For private-only API access without traversing the public internet:

<Steps>
  <Step title="Request PrivateLink enablement">
    Provide the following to your Reducto team:

    * **AWS Account ID(s)**: Where you'll create the VPC endpoint
    * **Region(s)**: Where you need PrivateLink connectivity

    Reducto will enable the VPC Endpoint Service for your account(s). You'll receive confirmation to proceed.
  </Step>

  <Step title="Configure VPC endpoint">
    Add to your Terraform configuration:

    ```hcl theme={null}
    enable_privatelink              = true
    vpc_id                          = "vpc-0123456789abcdef0"
    subnet_ids                      = ["subnet-abc123", "subnet-def456"]
    reducto_endpoint_service_name   = "com.amazonaws.vpce.us-west-2.vpce-svc-0929182c8ed77b7a8"
    reducto_endpoint_service_region = "us-west-2"
    ```
  </Step>

  <Step title="Configure your client">
    Use the region-specific DNS name matching your VPC endpoint:

    ```python theme={null}
    from reducto import Reducto

    client = Reducto(
        api_key="your-api-key",
        base_url="https://hybrid.platform.reducto.ai"
    )
    ```
  </Step>
</Steps>

<Warning>
  You **must** enable private DNS resolution in your VPC endpoint configuration.
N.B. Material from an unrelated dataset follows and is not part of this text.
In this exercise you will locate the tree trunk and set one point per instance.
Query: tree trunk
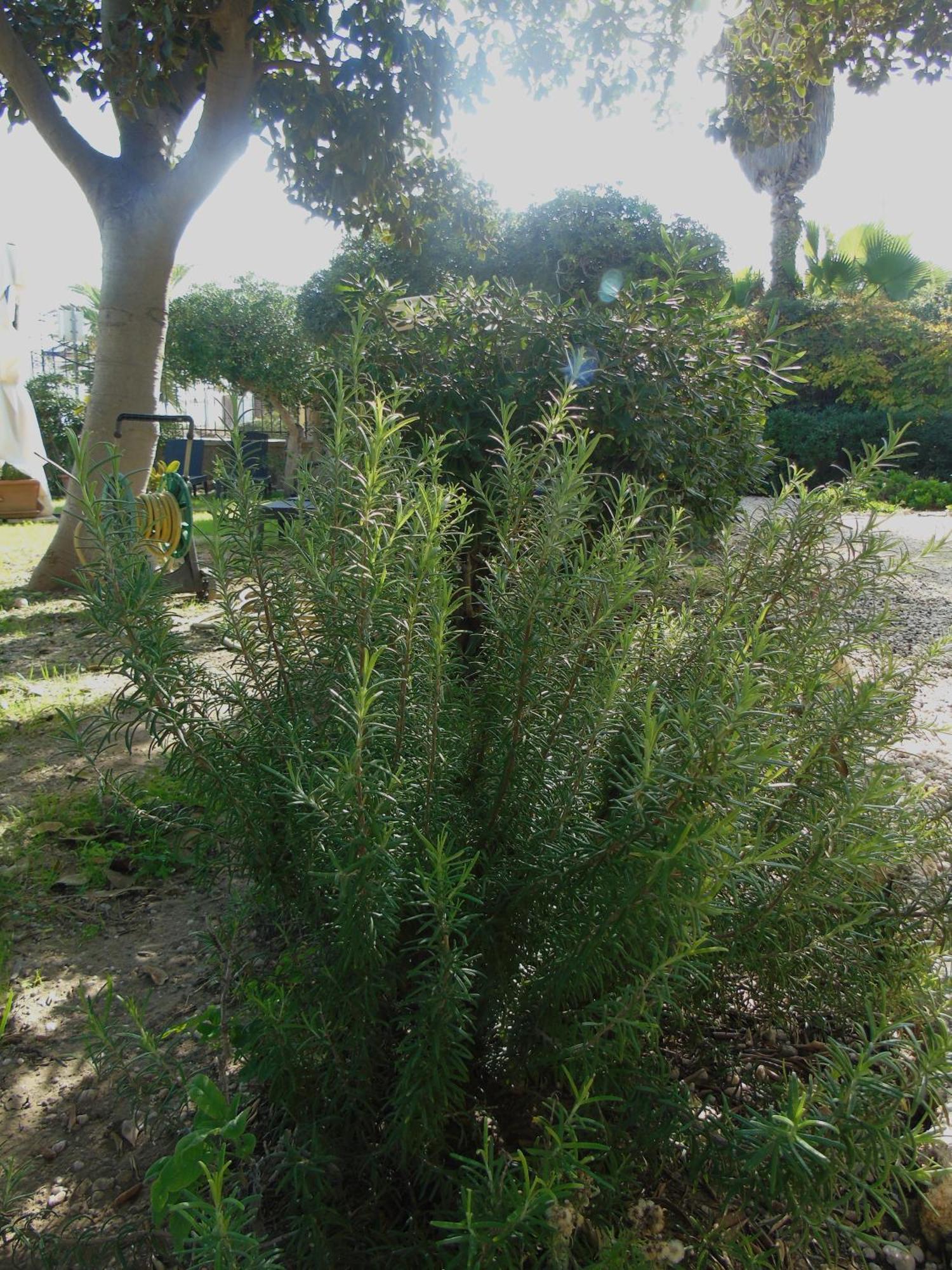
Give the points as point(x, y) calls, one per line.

This is required for the DNS alias to resolve correctly within your VPC.
</Warning>

## Validation Checklist

After `terraform apply`, verify your setup:

* [ ] **Terraform apply succeeded** without errors
* [ ] **S3 bucket has lifecycle rule**:
  ```bash theme={null}
  aws s3api get-bucket-lifecycle-configuration --bucket your-bucket-name
  ```
* [ ] **S3 bucket blocks public access**: All public access settings should be blocked
* [ ] **IAM role trust policy is correct**: Verify Reducto principals and ExternalId condition
  ```bash theme={null}
  aws iam get-role --role-name reducto-access --query 'Role.AssumeRolePolicyDocument'
  ```
* [ ] **If PrivateLink enabled**: Endpoint status shows "available"
  ```bash theme={null}
  aws ec2 describe-vpc-endpoints --vpc-endpoint-ids vpce-xxx
  ```
* [ ] **Smoke test**: Run a small Reducto job and verify objects appear in the bucket

## Multi-Region Setup

Deploy separate infrastructure in each region with region-specific Principal ARNs:

```bash theme={null}
# US East
cd environments/us-east-1
terraform apply -var="name_prefix=reducto-us"

# EU (Frankfurt)
cd ../eu-central-1
terraform apply -var="name_prefix=reducto-eu"

# Asia Pacific (Sydney)
cd ../ap-southeast-2
terraform apply -var="name_prefix=reducto-au"
```

Each region requires its own IAM role with the region-specific Principal ARNs from the table above.

## Multi-Environment Setup

For organizations with separate AWS accounts for dev/staging/prod:

```
environments/
├── dev/
│   ├── main.tf
│   └── terraform.tfvars
├── staging/
│   ├── main.tf
│   └── terraform.tfvars
└── prod/
    ├── main.tf
    └── terraform.tfvars
```

Each environment should use a separate Terraform state file, its own S3 bucket and IAM role, and be registered separately with Reducto.

## Security

### ExternalId protection

The ExternalId in the IAM role trust policy prevents [confused deputy attacks](https://docs.aws.amazon.com/IAM/latest/UserGuide/confused-deputy.html). Only requests with the correct ExternalId can assume the role.

### Principle of least privilege

The IAM role grants only the permissions necessary for Reducto operations:

* `s3:GetObject` — Read documents
* `s3:PutObject` — Write results and artifacts
* `s3:DeleteObject` — Clean up temporary files
* `s3:ListBucket` — List objects for batch operations
* `s3:AbortMultipartUpload`, `s3:ListMultipartUploadParts` — Handle large file uploads

### Automatic data cleanup

Objects expire automatically based on the lifecycle configuration (default: 24 hours). This ensures no long-term data persistence, compliance with retention policies, and automatic cleanup of intermediate artifacts.